AJ Dávila: El Futuro

The language of garage punk is not well adapted to expressing optimism. It’s usually more about fighting bad vibes with worse ones and flipping the bird at ill fortune, even (especially) if you brought it on yourself. On El Futuro, the third solo album from AJ Dávila, however, the former guitarist for sadly defunct Puerto Rican garage punk band Dávila 666 expands the genre’s vocabulary with an updated sound that promises a way forward for his music and for fucks-free rock ‘n’ roll in general.

Dávila’s first post-666 album, Terror Amor, had the sound of a musician trying to break free of the confines of their former identity, but uncertain of what else they wanted to become. It was an interesting collection of garage rock tunes that sounded like it was recorded on a cheap boombox from the early ‘90s (a plus) and featured guest spots from the likes of The Black Lips’ Cole Alexander, but it was a little unfocused. Happily, from the first singles released in 2016 it was apparent that Dávila’s growing pains as a solo act were behind him. Every song on El Futuro is tight and aesthetically purposeful, but the main shift from anything he’s done before is a brighter sound and a slightly better attitude.

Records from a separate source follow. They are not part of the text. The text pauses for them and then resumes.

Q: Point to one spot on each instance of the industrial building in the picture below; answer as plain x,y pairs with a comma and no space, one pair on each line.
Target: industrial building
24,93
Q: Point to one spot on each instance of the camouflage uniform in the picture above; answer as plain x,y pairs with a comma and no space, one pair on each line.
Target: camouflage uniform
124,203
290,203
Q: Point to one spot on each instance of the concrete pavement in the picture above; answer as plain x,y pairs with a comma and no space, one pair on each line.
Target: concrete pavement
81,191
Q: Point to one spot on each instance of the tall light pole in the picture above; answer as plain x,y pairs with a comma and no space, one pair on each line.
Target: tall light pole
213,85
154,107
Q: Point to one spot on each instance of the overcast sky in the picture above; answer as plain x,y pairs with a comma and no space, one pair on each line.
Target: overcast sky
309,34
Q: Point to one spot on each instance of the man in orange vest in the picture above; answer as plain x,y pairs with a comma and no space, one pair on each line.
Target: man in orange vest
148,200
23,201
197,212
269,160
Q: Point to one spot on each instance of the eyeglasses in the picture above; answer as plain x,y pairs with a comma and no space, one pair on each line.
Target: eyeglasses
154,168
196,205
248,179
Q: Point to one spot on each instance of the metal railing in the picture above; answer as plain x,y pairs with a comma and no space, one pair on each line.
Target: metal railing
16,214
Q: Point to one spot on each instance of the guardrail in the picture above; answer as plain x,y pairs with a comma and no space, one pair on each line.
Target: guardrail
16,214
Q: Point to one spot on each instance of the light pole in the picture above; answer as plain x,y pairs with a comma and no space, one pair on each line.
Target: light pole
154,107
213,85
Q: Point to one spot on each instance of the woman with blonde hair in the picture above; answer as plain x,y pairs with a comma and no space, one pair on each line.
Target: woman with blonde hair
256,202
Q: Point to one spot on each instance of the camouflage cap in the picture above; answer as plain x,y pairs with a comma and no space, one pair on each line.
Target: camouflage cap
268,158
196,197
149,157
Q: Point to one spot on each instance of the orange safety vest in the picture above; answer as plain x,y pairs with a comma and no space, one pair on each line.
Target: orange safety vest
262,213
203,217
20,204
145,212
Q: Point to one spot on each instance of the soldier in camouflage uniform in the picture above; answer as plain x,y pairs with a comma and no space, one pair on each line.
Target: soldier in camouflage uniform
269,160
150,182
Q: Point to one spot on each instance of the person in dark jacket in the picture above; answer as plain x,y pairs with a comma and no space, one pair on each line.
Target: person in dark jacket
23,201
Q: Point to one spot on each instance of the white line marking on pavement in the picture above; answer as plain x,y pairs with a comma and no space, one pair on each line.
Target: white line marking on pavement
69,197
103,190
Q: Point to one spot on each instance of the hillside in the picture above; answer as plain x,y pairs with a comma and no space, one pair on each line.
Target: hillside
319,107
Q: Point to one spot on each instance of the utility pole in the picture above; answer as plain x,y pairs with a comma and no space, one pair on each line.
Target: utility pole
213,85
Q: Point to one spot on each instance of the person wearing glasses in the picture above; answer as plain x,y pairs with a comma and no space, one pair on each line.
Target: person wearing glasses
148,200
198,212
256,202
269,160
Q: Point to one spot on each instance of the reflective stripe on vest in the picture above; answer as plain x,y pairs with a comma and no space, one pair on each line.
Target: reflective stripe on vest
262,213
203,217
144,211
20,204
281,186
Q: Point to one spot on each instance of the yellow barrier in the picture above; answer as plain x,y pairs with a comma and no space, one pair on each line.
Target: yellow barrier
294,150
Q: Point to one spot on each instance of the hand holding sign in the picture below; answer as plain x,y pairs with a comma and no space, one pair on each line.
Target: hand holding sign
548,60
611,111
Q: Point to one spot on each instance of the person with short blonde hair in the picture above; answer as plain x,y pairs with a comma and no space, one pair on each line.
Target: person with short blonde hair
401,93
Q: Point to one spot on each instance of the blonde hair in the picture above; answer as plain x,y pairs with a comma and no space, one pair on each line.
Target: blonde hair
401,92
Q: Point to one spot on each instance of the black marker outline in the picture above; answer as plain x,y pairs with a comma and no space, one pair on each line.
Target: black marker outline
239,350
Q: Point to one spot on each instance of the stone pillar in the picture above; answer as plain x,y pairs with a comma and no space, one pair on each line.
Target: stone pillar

Don’t worry. It isn’t “beachy,” “surfy” or even particularly sunny. The mood comes from leaning into the kind of tuff hooks that made Dávila 666 great, and from the gleaming production of Sergio Acosta, guitarist of Latin GRAMMY-winning band Zoé. The fine production doesn’t hurt a thing; turns out, Dávila cleans up good. Most of the album sounds like a power pop record from the ‘80s, with all the ooh-ohh choruses and tambourine you could ask for, but spliced with dark, catchy post-punk. Every song jams and, down to the Spanglish lyrics, feels like a great answer to the question of what rock music should sound like in 2017 — not that anyone asked.

The lyrics are par for the garage-punk course, narrating bad relationships and bad scenes, but Dávila’s perspective is reflective and resolute. He tells false friends that they can’t get him down on “Hienas,” skewers the mindset that gives rise to fascism on “SS Youth,” and gazes with clear eyes into an uncertain future on the title track. So maybe it isn’t really that optimistic. If it isn’t, it might just be something better.